Bahagia itu ketika rasa yang kita miliki disambut baik oleh sang tuan. Berbagi waktu, menyederhanakan hal rumit menjadi sebuah kisah. Berjalan satu garis untuk mencapai tujuan yang sama. Berpegangan tangan dalam imajinasi, menyatukan kepala untuk sebuah ujung yang nyata.
Tidakkah itu indah? Ketika ada sosok yang menjadi pengisi ruang kecilmu untuk sebuah rindu, percikan menyenangkan yang akan menjadi penyemangat menjalani hari beratmu, dan hal-hal kecil yang akan kita nanti dalam hari-hari menjemukan; sebuah 'hei' atau perhatian-perhatian sejenisnya misalnya.
Jatuh hati—akan sempurna jika ada kata 'saling' di awal kata. Hati adalah tempatnya segala jenis emosi. Berbagai warna ada di dalamnya, dan saat ini aku tak yakin sedang memilikinya. Maksudku—cinta. Aku menikmati masa-masa sendiri tanpa pemilik sah atasku. Jika dulu begitu suka mendapati banyak perhatian dari mereka—kaum lelaki.

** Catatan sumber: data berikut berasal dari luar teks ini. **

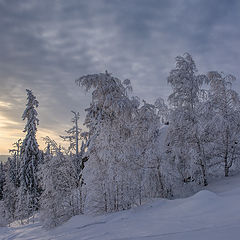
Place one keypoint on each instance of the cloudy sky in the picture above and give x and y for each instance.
(45, 45)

Tidak untuk saat ini. Aku lelah, sungguh. Semakin lama permainan itu tak menarik. Hal yang memuakkan tak jarang menyentuh logika. Sesuatu yang berlebihan; memperlihatkan keunggulan diri untuk menarik perhatian, menjadi orang lain untuk menyejajarkan diri, drama, politik dan omong kosong lainnya yang membuatku muak.
Sampai saatnya dia datang mengetuk pintu kecilku. Sederhana, apa adanya dan jangan lupakan sifat bar-barnya. Perlahan kumasuki dunia fantasi itu. Jika seni adalah keindahan. Maka, dia adalah bentuk abstrak yang tak mudah kuukir dengan segala jenis kuas untuk memahami keindahannya.
Aku tersesat dalam bola matanya. Satu waktu, kerumitannya mengungkapkan rasa membuatku berpikir keras apa yang sedang coba ia sampaikan, di lain waktu, sifat pemarah dan straight to the poin-nya mampu membuatku betah menjadi sesederhana dirinya. Namun, takdir berkata lain. Dia bukan untukku.
Dalam ruang hampa aku berada, kau datang. Menelusuri jalan setapak dengan sopan. Mengucapkan salam dan berbagai cerita kau suguhkan untuk masuk dalam logika. Singkat cerita, aku mulai menerimamu. Meski kau jauh berbeda dengannya. Tenang saja, aku tak sedang menyamakan kalian. Kalian memiliki porsi tersendiri dalam kepala.
Aku mulai menunggu pesan singkat dan segala jenis perhatian darimu. Ya, itulah yang kulakukan setiap malam menjelang tidur atau setiap pagi menjelang aktivitas harianku. Melihat namamu di layar ponsel menjadi energi khusus terciptanya seulas senyum.
"Kamu mengingatkanku padanya," ujarmu tepat di seberangku.
"Siapa '-nya' yang kamu maksud? Apa kita sedang membicarakan orang lain saat ini?" balasku.
"Mantan kekasihku."
OK. Aku mulai tak menyukai pembahasan ini.
"Bagian mana yang mengingatkanmu padanya?"
Sebenarnya aku tidak suka meneruskannya, tapi rasa penasaran bercampur kesal bersatu untuk membunuhku
"Panggilan itu. Dia juga sering menyebutku Dewi, sama sepertimu." Terkekeh menyebalkan tanpa tahu betapa kesalnya diriku. "Aku cukup terkejut awal-awal kamu memanggilku seperti itu."
Aku tersenyum miring. Menahan gejolak ingin memakanmu hidup-hidup atau memukul kepalamu agar kembali pada tempatnya. Kita hanya berteman, tapi bolehkah kukatakan jika pertemanan kita terkadang membuatku bingung?
Silahkan bercerita panjang lebar karena aku sudah memutuskan untuk menutup telingaku dengan kumpulan mantra pengusir roh jahat agar kegilaan yang sedang berputar dalam kepalaku tidak menjadi kenyataan.
"Terserah," jawabku pada akhirnya ketika kau meminta pendapatku tentang sesuatu. Maaf! Telingaku sudah tak berfungsi ketika kau mengatakan hal panjang lebar itu.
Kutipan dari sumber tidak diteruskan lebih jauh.